7. The next Aztec merchant with whom we converse is a hunter who has brought back an array of skins to be used for clothing, household goods, and royal throne coverings. A popular one for nobility seemed to be the skin of this large local cat that was considered one of the bravest animals around. What is it?

Answer: Jaguar

To the Aztecs, the jaguar represented power and bravery.

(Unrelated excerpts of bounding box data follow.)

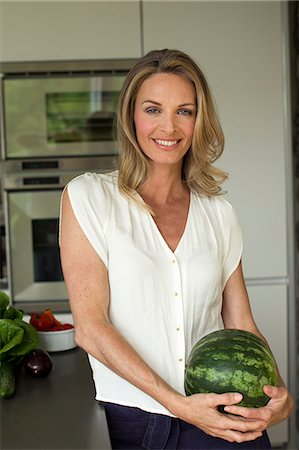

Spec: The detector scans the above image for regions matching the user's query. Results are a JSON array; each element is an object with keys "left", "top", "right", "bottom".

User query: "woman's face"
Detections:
[{"left": 134, "top": 73, "right": 196, "bottom": 169}]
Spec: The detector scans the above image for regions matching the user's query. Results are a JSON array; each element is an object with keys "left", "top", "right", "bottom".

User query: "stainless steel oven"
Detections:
[
  {"left": 0, "top": 59, "right": 134, "bottom": 160},
  {"left": 0, "top": 59, "right": 136, "bottom": 312},
  {"left": 3, "top": 156, "right": 117, "bottom": 312}
]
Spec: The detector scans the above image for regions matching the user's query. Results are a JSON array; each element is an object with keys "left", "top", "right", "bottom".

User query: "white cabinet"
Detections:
[
  {"left": 0, "top": 0, "right": 141, "bottom": 62},
  {"left": 143, "top": 1, "right": 287, "bottom": 278},
  {"left": 143, "top": 0, "right": 295, "bottom": 449},
  {"left": 247, "top": 285, "right": 289, "bottom": 446}
]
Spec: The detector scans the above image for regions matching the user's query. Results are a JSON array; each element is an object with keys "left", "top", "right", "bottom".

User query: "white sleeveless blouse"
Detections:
[{"left": 68, "top": 171, "right": 242, "bottom": 415}]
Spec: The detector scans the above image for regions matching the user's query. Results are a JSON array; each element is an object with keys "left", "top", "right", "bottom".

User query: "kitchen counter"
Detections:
[{"left": 0, "top": 348, "right": 111, "bottom": 450}]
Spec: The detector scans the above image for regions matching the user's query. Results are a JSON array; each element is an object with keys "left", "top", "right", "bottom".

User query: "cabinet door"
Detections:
[
  {"left": 143, "top": 1, "right": 291, "bottom": 278},
  {"left": 247, "top": 285, "right": 289, "bottom": 446},
  {"left": 0, "top": 0, "right": 141, "bottom": 62}
]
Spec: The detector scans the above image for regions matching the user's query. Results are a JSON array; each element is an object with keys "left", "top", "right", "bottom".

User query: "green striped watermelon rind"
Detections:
[{"left": 185, "top": 329, "right": 278, "bottom": 408}]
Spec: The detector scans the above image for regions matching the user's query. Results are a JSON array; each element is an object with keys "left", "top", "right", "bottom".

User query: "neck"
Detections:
[{"left": 138, "top": 165, "right": 188, "bottom": 204}]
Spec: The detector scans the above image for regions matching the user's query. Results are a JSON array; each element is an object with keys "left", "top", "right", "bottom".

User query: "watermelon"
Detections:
[{"left": 185, "top": 329, "right": 278, "bottom": 408}]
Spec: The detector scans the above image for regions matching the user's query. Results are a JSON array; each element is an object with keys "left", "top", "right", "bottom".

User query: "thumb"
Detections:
[
  {"left": 217, "top": 392, "right": 243, "bottom": 406},
  {"left": 263, "top": 384, "right": 279, "bottom": 397}
]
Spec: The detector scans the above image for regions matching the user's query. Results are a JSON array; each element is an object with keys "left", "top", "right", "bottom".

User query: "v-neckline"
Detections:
[{"left": 135, "top": 191, "right": 192, "bottom": 255}]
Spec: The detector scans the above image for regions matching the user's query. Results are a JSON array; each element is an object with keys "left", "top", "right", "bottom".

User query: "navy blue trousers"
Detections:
[{"left": 101, "top": 402, "right": 271, "bottom": 450}]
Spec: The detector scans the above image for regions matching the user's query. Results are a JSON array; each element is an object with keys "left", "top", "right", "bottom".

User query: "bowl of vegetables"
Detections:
[{"left": 30, "top": 308, "right": 77, "bottom": 352}]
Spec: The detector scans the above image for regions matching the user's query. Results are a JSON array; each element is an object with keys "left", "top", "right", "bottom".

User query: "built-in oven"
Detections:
[
  {"left": 0, "top": 59, "right": 134, "bottom": 160},
  {"left": 3, "top": 156, "right": 117, "bottom": 312},
  {"left": 0, "top": 59, "right": 136, "bottom": 312}
]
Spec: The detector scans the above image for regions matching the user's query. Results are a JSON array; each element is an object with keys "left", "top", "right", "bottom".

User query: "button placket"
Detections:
[{"left": 171, "top": 257, "right": 185, "bottom": 369}]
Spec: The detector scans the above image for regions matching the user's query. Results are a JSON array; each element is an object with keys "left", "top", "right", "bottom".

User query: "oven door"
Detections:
[
  {"left": 6, "top": 189, "right": 69, "bottom": 311},
  {"left": 1, "top": 73, "right": 125, "bottom": 159}
]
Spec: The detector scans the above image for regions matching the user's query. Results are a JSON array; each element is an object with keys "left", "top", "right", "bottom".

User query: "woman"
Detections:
[{"left": 61, "top": 50, "right": 293, "bottom": 449}]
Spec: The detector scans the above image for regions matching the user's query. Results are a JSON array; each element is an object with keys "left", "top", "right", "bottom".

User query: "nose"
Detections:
[{"left": 160, "top": 114, "right": 176, "bottom": 134}]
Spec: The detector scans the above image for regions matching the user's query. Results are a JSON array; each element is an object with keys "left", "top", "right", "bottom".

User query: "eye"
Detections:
[
  {"left": 145, "top": 106, "right": 160, "bottom": 114},
  {"left": 178, "top": 108, "right": 193, "bottom": 116}
]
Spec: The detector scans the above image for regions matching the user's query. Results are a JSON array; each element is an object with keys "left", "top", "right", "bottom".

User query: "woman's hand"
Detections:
[
  {"left": 225, "top": 386, "right": 294, "bottom": 430},
  {"left": 172, "top": 393, "right": 264, "bottom": 443}
]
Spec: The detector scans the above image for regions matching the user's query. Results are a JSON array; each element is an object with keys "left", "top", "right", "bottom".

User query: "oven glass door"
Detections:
[
  {"left": 2, "top": 73, "right": 125, "bottom": 159},
  {"left": 7, "top": 190, "right": 67, "bottom": 303}
]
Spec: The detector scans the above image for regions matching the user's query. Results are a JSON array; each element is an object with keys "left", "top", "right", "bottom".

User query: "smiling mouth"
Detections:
[{"left": 154, "top": 139, "right": 179, "bottom": 147}]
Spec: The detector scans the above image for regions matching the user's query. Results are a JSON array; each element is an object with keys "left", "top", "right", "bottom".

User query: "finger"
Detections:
[
  {"left": 217, "top": 406, "right": 266, "bottom": 433},
  {"left": 208, "top": 392, "right": 243, "bottom": 406},
  {"left": 229, "top": 430, "right": 263, "bottom": 444},
  {"left": 263, "top": 385, "right": 282, "bottom": 398},
  {"left": 224, "top": 405, "right": 271, "bottom": 422}
]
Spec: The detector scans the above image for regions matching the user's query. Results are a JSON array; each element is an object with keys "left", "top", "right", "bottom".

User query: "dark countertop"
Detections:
[{"left": 0, "top": 348, "right": 111, "bottom": 450}]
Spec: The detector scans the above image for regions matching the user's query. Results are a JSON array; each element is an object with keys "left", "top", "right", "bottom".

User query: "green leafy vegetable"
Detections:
[{"left": 0, "top": 291, "right": 38, "bottom": 397}]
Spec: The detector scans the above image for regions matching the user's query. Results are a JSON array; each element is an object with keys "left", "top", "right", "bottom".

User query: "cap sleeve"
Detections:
[
  {"left": 222, "top": 205, "right": 243, "bottom": 289},
  {"left": 60, "top": 173, "right": 108, "bottom": 267}
]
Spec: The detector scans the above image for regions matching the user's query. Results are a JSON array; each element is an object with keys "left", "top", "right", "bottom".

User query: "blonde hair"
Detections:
[{"left": 117, "top": 49, "right": 227, "bottom": 201}]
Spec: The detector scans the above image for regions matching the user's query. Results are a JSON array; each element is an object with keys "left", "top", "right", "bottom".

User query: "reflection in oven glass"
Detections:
[{"left": 32, "top": 218, "right": 63, "bottom": 282}]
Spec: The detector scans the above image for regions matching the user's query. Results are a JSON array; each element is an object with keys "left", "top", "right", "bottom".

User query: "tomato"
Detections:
[
  {"left": 30, "top": 308, "right": 74, "bottom": 331},
  {"left": 62, "top": 323, "right": 74, "bottom": 330},
  {"left": 30, "top": 313, "right": 53, "bottom": 331}
]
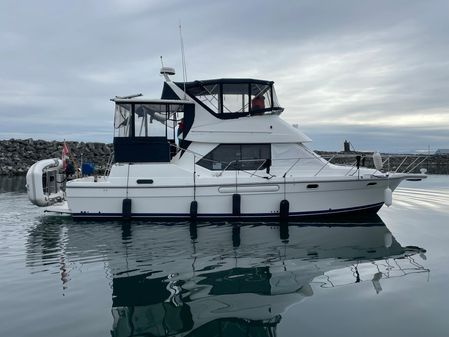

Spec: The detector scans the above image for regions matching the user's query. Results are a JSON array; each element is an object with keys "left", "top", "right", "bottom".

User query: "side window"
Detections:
[{"left": 197, "top": 144, "right": 271, "bottom": 171}]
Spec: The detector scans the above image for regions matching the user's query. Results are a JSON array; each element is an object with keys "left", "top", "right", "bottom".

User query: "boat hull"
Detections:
[{"left": 67, "top": 178, "right": 402, "bottom": 221}]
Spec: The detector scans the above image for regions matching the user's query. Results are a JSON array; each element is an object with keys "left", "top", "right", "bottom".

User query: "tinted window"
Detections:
[{"left": 197, "top": 144, "right": 271, "bottom": 171}]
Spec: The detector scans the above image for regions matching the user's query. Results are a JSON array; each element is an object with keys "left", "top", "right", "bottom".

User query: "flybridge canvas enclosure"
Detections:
[
  {"left": 113, "top": 98, "right": 195, "bottom": 162},
  {"left": 172, "top": 79, "right": 283, "bottom": 119}
]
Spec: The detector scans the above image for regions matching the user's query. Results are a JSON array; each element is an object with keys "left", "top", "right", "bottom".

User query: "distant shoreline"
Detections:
[{"left": 0, "top": 138, "right": 449, "bottom": 176}]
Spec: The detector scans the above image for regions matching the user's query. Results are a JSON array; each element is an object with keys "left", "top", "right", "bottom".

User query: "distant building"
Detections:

As such, it was the emblem of noble warriors and was worshipped as a god in their religion. Since jaguars were feared by other animals in their habitat they were considered leaders and the Aztec kings therefore also associated with the animal.

The jaguar's skins were used for capes, royal sandals, and throne coverings. These noble animals were also sacrificed to appease the gods.
8. All of this shopping has made us hungry, so we were fortunate that the next merchant was selling ready-to-eat mixiotes. The maguey, or American aloe, leaves are steamed and hold a delicious treat inside. What will we find when we bite into one?

Answer: Pit roasted meat

Aztecs made mixiotes by using the outside parts of the maguey leaves to wrap around a meat and chili pepper mixture. The meat was often rabbit and, after being wrapped in the protective leaves, was cooked over an open flame in a pit. When the diner unwrapped the bundle, the juicy chili and rabbit meat mixture created a form of stew.

In order to protect the plant's population, maguey leaves are no longer used, but banana leaves or paper can be used along with differing kinds of meat such as beef or chicken.
9. The next area at which we arrive is where we find several ticitls (curing doctors) who are selling their herbs and potions. They tell us they have a potion made with mesquite and morning dew that will help with certain ailments. In today's world we would go to an ophthalmologist for help. What are these healers treating?

Answer: Eye issues

Aztec doctors used a variety of healing methods including medicine, surgery, and magic. Amulets were given to ward off illnesses; however, if those did not work the doctors had local herbs and plants as well as those they purchased at the market. Aztec doctors were believers in cleanliness and thought illnesses could be cured by regular steam baths at the saunas found throughout the city-states. Citizens turned to these doctors for remedies ranging from battle wounds to love sickness.
10. We are almost at the end of our Aztec marketplace adventure. We have done much bartering and trading but realize we are almost out of the local 'currency' with which to buy anything else. What is the item that the Aztecs used for this purpose?

Answer: Cacao beans

Cacao beans (or cocoa) served not only as a drink but also as a form of currency for the Aztecs. They had a relatively low value and would not be used for large purchases but were definitely used for daily transactions within the marketplace. If the cacao bean was of good quality, it received a higher value in the economic system. So, for the Aztecs, money really did grow on trees!